In the context of this and other recent research, it may be worthwhile to rethink our traditional labeling of ss/sl and ll genotypes as “high risk” and “low risk,” respectively, derived from and related to the concept of diathesis. Just like the concept of diathesis, those labels are better suited to the study of maladaptive outcomes, such as depression, substance use, aggression, and other aspects of psychopathology, and adverse environments.
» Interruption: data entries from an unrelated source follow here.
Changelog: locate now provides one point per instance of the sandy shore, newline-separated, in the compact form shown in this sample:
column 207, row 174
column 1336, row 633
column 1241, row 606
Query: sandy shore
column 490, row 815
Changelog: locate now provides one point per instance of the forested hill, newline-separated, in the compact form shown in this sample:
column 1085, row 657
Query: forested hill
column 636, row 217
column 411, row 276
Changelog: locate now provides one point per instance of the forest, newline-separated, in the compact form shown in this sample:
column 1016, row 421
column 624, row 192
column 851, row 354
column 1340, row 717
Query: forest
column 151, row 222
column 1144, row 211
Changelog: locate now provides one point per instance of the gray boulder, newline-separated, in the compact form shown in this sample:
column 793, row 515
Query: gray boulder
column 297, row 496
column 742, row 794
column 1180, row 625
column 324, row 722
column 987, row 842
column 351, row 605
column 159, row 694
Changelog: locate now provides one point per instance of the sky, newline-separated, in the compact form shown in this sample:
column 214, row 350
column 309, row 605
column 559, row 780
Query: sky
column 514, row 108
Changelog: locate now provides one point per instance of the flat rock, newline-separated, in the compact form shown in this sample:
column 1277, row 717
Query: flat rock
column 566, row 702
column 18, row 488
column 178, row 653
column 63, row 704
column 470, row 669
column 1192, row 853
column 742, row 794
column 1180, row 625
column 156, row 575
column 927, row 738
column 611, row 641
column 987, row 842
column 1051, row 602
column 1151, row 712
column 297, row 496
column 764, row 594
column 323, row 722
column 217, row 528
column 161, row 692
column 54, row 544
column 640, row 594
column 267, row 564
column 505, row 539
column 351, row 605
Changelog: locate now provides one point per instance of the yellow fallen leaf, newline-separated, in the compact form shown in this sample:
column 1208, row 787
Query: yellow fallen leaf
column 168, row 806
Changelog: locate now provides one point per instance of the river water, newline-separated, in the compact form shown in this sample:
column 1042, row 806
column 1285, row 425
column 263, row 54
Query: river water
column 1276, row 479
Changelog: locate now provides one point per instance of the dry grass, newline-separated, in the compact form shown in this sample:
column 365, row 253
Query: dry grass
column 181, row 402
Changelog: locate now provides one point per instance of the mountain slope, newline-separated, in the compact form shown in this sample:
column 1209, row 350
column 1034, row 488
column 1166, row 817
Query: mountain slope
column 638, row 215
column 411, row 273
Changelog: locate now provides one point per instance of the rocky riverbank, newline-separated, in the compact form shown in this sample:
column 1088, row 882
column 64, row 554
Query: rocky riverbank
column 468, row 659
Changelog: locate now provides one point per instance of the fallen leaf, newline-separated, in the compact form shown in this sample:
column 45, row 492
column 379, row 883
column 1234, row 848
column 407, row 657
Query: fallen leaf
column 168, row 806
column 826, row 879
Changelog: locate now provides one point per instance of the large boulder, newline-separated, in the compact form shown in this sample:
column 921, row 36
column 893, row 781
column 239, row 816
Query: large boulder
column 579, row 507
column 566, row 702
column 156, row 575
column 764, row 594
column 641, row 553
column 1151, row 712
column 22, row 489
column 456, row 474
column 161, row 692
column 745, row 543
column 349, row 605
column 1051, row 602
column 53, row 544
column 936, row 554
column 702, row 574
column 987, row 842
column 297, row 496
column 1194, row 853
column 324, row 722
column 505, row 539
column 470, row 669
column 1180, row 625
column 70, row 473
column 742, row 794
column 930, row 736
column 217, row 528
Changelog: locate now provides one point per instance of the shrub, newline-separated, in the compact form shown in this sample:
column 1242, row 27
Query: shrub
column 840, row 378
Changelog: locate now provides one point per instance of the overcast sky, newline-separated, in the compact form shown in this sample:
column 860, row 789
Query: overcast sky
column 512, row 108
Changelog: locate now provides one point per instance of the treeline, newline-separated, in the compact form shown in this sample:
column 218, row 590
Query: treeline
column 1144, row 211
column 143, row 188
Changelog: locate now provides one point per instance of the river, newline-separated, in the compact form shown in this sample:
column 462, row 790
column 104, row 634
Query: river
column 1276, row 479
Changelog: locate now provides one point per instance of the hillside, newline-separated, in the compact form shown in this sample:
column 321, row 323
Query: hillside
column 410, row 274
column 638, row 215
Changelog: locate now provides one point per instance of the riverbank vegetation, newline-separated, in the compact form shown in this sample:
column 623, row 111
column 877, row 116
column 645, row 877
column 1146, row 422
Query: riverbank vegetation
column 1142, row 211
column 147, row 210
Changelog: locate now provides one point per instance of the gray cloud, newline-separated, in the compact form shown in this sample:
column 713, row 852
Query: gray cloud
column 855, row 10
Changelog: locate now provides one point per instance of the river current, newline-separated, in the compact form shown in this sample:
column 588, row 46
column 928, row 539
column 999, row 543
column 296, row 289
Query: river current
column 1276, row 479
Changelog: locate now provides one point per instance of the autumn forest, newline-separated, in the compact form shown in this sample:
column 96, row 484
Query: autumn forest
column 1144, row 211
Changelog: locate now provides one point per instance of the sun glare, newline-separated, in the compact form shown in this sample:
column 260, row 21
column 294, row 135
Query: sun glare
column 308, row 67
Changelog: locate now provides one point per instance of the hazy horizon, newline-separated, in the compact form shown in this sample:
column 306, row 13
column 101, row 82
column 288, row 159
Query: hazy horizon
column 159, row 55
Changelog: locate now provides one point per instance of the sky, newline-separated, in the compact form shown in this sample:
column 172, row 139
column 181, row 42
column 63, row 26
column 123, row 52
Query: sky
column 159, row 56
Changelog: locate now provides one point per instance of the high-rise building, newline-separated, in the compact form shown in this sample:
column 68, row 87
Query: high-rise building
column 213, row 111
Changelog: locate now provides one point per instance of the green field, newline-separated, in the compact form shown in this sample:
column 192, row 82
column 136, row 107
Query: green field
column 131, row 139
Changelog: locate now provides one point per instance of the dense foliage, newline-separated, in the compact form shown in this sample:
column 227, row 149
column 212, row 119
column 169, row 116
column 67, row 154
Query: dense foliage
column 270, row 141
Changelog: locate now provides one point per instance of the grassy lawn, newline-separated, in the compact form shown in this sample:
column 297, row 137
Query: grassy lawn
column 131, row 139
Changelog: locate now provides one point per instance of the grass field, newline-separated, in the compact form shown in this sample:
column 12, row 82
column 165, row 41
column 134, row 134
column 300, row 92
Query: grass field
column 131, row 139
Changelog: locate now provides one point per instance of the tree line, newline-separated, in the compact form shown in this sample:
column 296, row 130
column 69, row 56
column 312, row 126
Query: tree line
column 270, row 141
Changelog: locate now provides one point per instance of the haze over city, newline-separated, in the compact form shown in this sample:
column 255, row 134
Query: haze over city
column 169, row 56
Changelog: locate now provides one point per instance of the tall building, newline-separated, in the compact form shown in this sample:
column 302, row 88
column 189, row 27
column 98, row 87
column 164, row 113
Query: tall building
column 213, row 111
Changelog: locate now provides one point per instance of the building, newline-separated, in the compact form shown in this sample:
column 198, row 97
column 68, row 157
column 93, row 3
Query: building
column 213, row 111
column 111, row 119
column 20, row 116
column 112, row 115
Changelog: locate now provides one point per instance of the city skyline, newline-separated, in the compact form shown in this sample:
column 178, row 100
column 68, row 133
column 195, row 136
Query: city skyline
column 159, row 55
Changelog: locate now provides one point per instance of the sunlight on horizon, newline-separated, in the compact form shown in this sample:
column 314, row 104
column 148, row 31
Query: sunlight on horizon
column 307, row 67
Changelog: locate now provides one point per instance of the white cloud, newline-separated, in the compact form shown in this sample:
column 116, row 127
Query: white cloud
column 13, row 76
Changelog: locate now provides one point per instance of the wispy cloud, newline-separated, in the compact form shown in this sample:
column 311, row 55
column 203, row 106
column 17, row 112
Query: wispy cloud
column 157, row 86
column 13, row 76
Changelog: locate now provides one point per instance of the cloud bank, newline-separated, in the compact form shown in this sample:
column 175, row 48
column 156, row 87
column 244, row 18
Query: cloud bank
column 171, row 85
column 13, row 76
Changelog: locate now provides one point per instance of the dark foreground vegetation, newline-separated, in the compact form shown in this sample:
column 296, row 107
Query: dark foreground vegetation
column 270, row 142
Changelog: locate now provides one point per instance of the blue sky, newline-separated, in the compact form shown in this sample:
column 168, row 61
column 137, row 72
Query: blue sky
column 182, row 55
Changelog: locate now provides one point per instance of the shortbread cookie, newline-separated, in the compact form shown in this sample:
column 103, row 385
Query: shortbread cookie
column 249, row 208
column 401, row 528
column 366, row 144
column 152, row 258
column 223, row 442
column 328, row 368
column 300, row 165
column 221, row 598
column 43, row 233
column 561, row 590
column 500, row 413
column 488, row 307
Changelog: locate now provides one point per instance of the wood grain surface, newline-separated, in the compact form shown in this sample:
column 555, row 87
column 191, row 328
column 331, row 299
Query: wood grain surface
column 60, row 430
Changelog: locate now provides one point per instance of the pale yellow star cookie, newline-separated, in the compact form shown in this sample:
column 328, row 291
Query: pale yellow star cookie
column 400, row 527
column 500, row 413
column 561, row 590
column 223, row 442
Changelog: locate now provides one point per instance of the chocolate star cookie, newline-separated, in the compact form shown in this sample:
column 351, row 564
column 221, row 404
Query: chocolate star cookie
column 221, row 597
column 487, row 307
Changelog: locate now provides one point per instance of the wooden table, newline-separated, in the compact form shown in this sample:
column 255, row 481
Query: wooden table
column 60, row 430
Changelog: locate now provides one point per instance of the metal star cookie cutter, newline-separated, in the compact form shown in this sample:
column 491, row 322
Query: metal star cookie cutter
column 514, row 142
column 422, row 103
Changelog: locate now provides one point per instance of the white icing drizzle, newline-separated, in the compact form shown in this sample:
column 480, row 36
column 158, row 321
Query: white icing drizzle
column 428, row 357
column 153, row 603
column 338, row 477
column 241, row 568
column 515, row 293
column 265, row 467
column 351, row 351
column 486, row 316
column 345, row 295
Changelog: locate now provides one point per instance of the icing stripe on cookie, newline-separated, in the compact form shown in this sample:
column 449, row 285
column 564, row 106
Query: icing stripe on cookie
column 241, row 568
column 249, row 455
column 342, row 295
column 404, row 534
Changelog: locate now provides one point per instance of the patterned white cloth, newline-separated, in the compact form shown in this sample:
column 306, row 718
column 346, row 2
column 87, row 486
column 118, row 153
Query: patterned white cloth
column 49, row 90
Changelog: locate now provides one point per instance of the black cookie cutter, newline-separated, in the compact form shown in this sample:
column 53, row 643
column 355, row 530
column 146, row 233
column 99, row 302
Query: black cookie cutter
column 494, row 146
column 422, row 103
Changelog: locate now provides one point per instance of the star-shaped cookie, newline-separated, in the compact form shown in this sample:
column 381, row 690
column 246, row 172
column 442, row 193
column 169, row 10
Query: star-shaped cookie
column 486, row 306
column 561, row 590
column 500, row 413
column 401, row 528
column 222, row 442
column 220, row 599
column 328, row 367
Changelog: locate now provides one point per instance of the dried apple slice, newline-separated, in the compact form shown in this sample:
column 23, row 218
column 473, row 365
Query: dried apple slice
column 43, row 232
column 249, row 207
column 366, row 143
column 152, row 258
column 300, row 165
However, with developmental inquiry broadening the G × E focus to include positive, competent out comes and beneficial environments, and findings demonstrating that under some conditions so-called “high-risk genotypes” may be associated with superior outcomes, new labels (e.g., plasticity or malleability; Belsky & Pluess, 2009a, 2009b) may be more appropriate.
Finally, shared genes may influence both maternal responsiveness and children’s competence. Future designs should aim at collecting molecular genetic data from parents and children.
Research that integrates molecular genetic information with rich behavioral measures of the environment and developmental outcomes and employs longitudinal designs is only beginning to flourish. That research embodies the goals of developmental psychopathology, because it allows for mapping divergent trajectories for children with similar biological profiles but differing experiences. In particular, bridging social relationships and molecular genetics holds promise for progress in understanding the complex nature of adaptive and mal-adaptive social and emotional development, and progress in research on risk, resilience, competence, intervention, and prevention.
Acknowledgments
This research was funded by the grants from the NIMH (RO1 MH63096 and KO2 MH01446), a Stuit Professorship (to G.K.), and Grant RO1 DA015789 (to R.A.P.). We thank Nazan Aksan, Lea Boldt, Jennifer Carlson, Amanda Hollatz, Jamie Koenig, Douglas Long, Michael McPartland, Sara Penney, Theresa Prisco, Sarah Stellern, and Jarilyn Woodard for help with data collection and coding; Dianna Edwards for help with genotyping; and the participants in the Family Study for their commitment to this research. The Mac-Arthur Health Behavior Questionnaire was made available free of charge by the John D. and Catherine T. MacArthur Foundation Research Network on Psychopathology and Development (David J. Kupfer, Network Chair).
Footnotes
Preacher et al. (2006) provide a program (http://www.people.ku.edu/preacher/interact/mlr2.htm) to obtain confidence bands. Analyses using regions of significance and confidence bands led to equivalent findings (available from the second author). Note that the typical application of Preacher et al. (2006) is for cases where the independent variable and the moderator are continuous. They also discuss an option for cases with a continuous independent variable and a dichotomous moderator (as in this article). Then, the specific values for the independent variable are identified, below and above which the slopes of the two dichotomous groups are significantly different.